The method of converting the output of the above mixer 100 as described in the first to third embodiments into a plurality of different-format audio data output streams, commences with determining the inverse of each of the stored conversion codes 120 stored in the local temporal data store 118. These inverse conversion codes (not shown) are stored in the local temporal data store 118 for use in a final output stage. They simply reverse the conversion from original format to common format, namely they enable the resultant sample 122 in the common internal format of the mixer 100, to be converted back into the original sample input format. Having calculated and

stored these inverse conversion codes (not shown), they are used in place of the final translation of the results store stage described in the above embodiments (Stages 164 and 222). Thus the cumulative results sample 122, is simply converted into a plurality of mixed audio data output streams (each being in a format suited to the audio data source from where the audio was generated), in real time by the mixer 100. These output streams are then individually handled by the output module 124 for output from the mixer 100 in a similar manner as the single cumulative output of the previous embodiments.

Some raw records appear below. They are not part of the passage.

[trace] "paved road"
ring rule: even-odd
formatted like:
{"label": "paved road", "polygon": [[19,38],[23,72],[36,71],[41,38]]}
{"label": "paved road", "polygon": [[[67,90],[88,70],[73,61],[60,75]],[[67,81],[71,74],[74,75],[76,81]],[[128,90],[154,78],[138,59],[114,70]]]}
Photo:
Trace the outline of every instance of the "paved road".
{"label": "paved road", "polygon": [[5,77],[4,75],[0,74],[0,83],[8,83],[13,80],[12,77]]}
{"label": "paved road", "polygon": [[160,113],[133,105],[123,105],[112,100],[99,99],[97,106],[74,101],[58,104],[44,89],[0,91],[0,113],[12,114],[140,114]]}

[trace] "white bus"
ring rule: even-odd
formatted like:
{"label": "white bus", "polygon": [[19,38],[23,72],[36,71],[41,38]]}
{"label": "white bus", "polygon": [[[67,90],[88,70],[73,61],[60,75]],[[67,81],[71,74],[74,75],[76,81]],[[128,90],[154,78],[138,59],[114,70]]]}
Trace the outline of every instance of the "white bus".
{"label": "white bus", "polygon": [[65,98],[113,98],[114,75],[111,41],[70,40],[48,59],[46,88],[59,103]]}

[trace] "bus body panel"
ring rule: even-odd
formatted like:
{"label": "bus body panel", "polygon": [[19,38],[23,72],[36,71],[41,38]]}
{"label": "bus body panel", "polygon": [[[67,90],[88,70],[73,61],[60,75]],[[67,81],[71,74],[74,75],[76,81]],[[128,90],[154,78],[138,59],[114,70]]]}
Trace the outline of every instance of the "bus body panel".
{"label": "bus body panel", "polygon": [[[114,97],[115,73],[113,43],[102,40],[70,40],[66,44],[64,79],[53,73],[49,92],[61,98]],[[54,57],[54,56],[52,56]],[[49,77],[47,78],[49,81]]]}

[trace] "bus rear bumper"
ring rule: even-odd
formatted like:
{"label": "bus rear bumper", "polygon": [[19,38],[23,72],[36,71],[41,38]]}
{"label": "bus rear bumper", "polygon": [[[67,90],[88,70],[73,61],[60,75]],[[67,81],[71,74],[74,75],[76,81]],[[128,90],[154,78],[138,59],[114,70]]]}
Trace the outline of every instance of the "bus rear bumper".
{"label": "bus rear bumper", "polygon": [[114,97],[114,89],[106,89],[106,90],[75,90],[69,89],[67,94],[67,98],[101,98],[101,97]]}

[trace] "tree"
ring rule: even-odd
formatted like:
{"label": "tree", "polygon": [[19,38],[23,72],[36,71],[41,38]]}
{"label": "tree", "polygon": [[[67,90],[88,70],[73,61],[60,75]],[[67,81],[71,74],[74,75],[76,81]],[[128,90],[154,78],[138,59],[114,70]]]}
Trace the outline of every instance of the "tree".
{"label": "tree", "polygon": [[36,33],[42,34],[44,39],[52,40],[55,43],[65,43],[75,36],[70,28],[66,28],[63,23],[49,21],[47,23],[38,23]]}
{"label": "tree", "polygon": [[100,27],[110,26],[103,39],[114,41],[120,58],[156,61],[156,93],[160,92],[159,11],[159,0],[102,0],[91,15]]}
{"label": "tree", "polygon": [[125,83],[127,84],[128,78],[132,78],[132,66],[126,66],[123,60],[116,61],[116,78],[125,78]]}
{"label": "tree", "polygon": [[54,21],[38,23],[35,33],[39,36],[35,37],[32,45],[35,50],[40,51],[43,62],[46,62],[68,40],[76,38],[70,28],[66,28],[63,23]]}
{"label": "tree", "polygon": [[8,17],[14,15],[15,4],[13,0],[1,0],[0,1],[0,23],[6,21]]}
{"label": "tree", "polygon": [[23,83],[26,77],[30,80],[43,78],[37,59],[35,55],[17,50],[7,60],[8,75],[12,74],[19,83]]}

Thus a person wishing to join a VoIP conference call over a very limited bandwidth connection, where other participants have better quality connections, can not only have his audio conversation mixed effectively into the conference call for others to listen to over their high quality connections, but also can listen to the conference call himself via his poor-quality connection. The significant advantage of using the above described multiple output formats, is that the quality of the connection for each participant in the conference call, is the quality of the mixed audio which will be presented back to the user for the conference call, all in real time. Otherwise, if this aspect of the embodiments were not used, then the users with the higher quality connections would end up having to listen to the audio data in the lowest common format for all participants. Accordingly this aspect of the embodiments enables each participant in the conference call to maximise the quality of their reception.

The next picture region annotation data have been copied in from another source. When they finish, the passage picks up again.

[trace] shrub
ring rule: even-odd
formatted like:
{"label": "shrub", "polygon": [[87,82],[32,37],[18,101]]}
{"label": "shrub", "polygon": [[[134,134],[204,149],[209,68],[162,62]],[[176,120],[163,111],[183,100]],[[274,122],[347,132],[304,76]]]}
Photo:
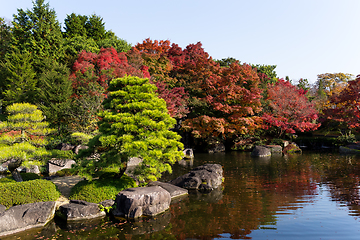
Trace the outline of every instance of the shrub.
{"label": "shrub", "polygon": [[62,169],[60,171],[57,171],[56,172],[56,175],[59,176],[59,177],[64,177],[64,176],[73,176],[73,175],[76,175],[77,174],[77,170],[76,169],[73,169],[73,168],[65,168],[65,169]]}
{"label": "shrub", "polygon": [[20,173],[20,175],[23,181],[41,179],[41,176],[37,175],[36,173]]}
{"label": "shrub", "polygon": [[74,159],[75,153],[73,151],[62,151],[59,149],[52,149],[50,152],[50,158],[58,159]]}
{"label": "shrub", "polygon": [[123,175],[121,178],[102,178],[78,182],[72,189],[69,199],[99,203],[115,199],[116,195],[127,188],[137,187],[134,179]]}
{"label": "shrub", "polygon": [[56,201],[59,197],[60,192],[55,184],[43,179],[0,184],[0,204],[7,208],[27,203]]}

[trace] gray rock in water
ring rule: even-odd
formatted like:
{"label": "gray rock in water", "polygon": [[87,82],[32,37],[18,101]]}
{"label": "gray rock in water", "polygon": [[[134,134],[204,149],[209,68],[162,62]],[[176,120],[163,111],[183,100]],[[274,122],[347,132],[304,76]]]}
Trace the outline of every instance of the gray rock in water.
{"label": "gray rock in water", "polygon": [[147,186],[148,187],[160,186],[160,187],[162,187],[163,189],[165,189],[166,191],[168,191],[170,193],[171,198],[183,196],[183,195],[188,194],[188,192],[189,192],[187,189],[175,186],[173,184],[163,183],[163,182],[158,182],[158,181],[151,182]]}
{"label": "gray rock in water", "polygon": [[159,186],[129,188],[116,195],[115,216],[138,218],[166,211],[171,202],[168,191]]}
{"label": "gray rock in water", "polygon": [[208,146],[207,149],[208,153],[219,153],[225,152],[225,145],[221,142],[219,143],[212,143]]}
{"label": "gray rock in water", "polygon": [[271,153],[282,153],[282,147],[280,145],[265,145],[264,147],[270,149]]}
{"label": "gray rock in water", "polygon": [[251,152],[252,157],[267,157],[271,156],[271,150],[264,146],[255,146]]}
{"label": "gray rock in water", "polygon": [[82,200],[70,200],[70,203],[60,206],[59,210],[66,220],[82,220],[106,215],[105,212],[100,211],[98,204]]}
{"label": "gray rock in water", "polygon": [[112,207],[115,204],[115,201],[112,199],[108,199],[108,200],[99,202],[99,204],[102,205],[103,207]]}
{"label": "gray rock in water", "polygon": [[212,191],[222,184],[223,169],[219,164],[205,164],[194,168],[169,183],[181,188]]}
{"label": "gray rock in water", "polygon": [[54,218],[55,202],[17,205],[0,212],[0,236],[42,227]]}

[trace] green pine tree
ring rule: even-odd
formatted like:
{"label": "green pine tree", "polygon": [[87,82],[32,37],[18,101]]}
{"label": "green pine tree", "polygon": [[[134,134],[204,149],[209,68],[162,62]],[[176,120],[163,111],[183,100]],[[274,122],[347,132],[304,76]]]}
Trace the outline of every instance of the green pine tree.
{"label": "green pine tree", "polygon": [[50,126],[56,128],[59,134],[66,135],[67,126],[70,124],[70,97],[73,93],[69,69],[56,61],[45,59],[38,86],[37,105]]}
{"label": "green pine tree", "polygon": [[0,90],[4,108],[13,103],[34,103],[37,80],[30,53],[18,50],[0,63]]}
{"label": "green pine tree", "polygon": [[89,144],[91,151],[101,153],[101,159],[85,161],[82,174],[89,176],[112,166],[119,168],[121,177],[131,157],[143,159],[135,171],[140,181],[156,181],[163,172],[171,172],[171,164],[183,156],[179,151],[183,144],[170,131],[176,120],[156,95],[156,86],[148,79],[127,76],[112,80],[108,90],[100,114],[101,134]]}
{"label": "green pine tree", "polygon": [[24,161],[47,155],[45,137],[53,130],[42,112],[30,103],[14,103],[6,112],[7,121],[0,122],[0,163],[10,160],[9,171],[16,181],[22,181],[16,168]]}

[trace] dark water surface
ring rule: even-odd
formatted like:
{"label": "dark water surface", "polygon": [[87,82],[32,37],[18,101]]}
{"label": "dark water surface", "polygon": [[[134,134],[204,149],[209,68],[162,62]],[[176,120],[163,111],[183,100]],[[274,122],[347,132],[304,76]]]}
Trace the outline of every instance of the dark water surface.
{"label": "dark water surface", "polygon": [[193,163],[176,165],[162,180],[204,163],[223,166],[223,188],[177,199],[156,218],[53,222],[12,238],[360,239],[359,156],[196,154]]}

Furthermore, as the inverse conversion codes are stored and pre-calculated, the can be used repetitively for subsequently generated cumulative output samples without requiring calculation. This provides a significant speed up in the processing of such different output audio data streams. Also, machine code used to execute the inverse conversion codes can be determined and used as an addition to the third embodiment machine code executable to implement a very efficient multiple format input and multiple format output real-time data mixer.

Having described a particular preferred embodiment of the present invention, it is to be appreciated that the embodiment in question is exemplary only and that variations and modifications, such as will occur to those possessed of the appropriate knowledge and skills, may be made without departure from the spirit and scope of the invention as set forth in the appended claims. For example, any combination of video and/or audio mixing can be achieved by the present invention in real time such that if a video of a live event is being generated and supplied to the mixer, one or more voiceover commentary audio stream(s) can be mixed thereto efficiently. Using the Internet the commentator and the video source can be in different locations.

It is also to be appreciated that the different features of the embodiments described above can be combined in different ways without departure from the scope of the present invention to result in new embodiments. The skilled addressee will be highly competent in determining how such new combinations would work.